Kosovo Parliament Elects Speaker, Moves Closer To Political Settlement
Albanian Daily News
Published September 7, 2017
Kosovo's parliament has elected Kadri Veseli of the Democratic Party of Kosovo (PDK) as speaker, paving the way for lawmakers to approve a prime minister in the country's efforts to end a monthslong political crisis.
Veseli, who heads a three-party coalition in the small Balkan country, was elected speaker on September 7 by a vote of 62-52. Following the vote, President Hashim Thaci officially gave the mandate to former guerrilla commander and ex-Prime Minister Ramush Haradinaj to form a new government.
The move comes days after the PDK agreed to a deal with the junior New Alliance for Kosovo party to form a government, potentially ending the political crisis sparked by inconclusive elections on June 11.
The September 4 accord gave the coalition, which includes the Alliance for the Future of Kosovo (AAK) along with ethnic minorities, 63 of parliament's 120 seats.
The Veseli bloc, dominated by former fighters against Serbian rule, was able to secure the parliamentary majority and the right to form a government through a deal with ethnic Serb lawmakers of the Lista Srpska party.
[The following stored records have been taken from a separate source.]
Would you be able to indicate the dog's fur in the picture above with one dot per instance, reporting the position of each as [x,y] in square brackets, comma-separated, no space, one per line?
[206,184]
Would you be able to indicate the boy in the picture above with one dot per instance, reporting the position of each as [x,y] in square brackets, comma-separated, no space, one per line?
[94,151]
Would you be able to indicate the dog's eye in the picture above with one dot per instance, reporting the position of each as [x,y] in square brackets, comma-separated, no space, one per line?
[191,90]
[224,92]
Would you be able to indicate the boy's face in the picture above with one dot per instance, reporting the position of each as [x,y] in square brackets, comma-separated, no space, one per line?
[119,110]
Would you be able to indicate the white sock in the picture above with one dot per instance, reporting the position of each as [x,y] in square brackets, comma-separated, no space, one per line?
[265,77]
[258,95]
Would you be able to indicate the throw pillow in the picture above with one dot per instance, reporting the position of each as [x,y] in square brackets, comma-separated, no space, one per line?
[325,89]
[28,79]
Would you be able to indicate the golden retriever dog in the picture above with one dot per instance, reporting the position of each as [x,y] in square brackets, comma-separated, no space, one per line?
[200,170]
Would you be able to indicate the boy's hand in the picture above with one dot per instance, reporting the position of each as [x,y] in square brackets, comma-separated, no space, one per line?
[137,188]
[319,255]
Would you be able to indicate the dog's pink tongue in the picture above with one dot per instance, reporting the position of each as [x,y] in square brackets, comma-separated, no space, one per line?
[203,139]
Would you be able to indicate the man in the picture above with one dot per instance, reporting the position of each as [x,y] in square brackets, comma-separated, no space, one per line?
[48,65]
A party official said Lista Srpska lawmakers committed to back the vote for the speaker but said it would decide "following consultations" with Serbian President Aleksandar Vucic and other Serbian officials whether to support a new government.
Kosovo, a country of 1.8 million people, 90 percent of whom are ethnic Albanian, declared independence from Serbia in 2008.
The independence has been recognized by more than 110 countries, including big Western powers, but not by Serbia or Russia.
The ruling coalition backs Thaci who, as expected, nominated AAK leader Haradinaj as prime minister and gave him the formal mandate to form a government -- a move now likely to be approved by the Veseli-led parliament.
Thaci headed the PDK before he resigned as required to assume the presidency.
Haradinaj, himself a former guerrilla commander in the battle for independence, twice has stood trial before the United Nations war crimes court for former Yugoslavia and was acquitted.
He is still wanted by Belgrade under charges including murder and torture during and after the 1998-99 war in Kosovo, which led to NATO air strikes that helped the Kosovars drive Serbian forces out of the country.
Haradinaj briefly held the prime minister post in 2005.
"Finally, Kosovo has started to move...We had some big delays and our institutions now will be formed," Haradinaj said after the coalition deal reached on September 4.
There are about 120,000 ethnic Serbs in Kosovo and most of them, mainly in the north, oppose the Pristina authorities.
Kosovar Albanians oppose greater autonomy for Serb-dominated municipalities, saying that this would give Belgrade more influence in the country.
The European Union has pushed for Kosovo and Serbia to normalize ties, hosting a meeting late last month in Brussels between Thaci andr Vucic.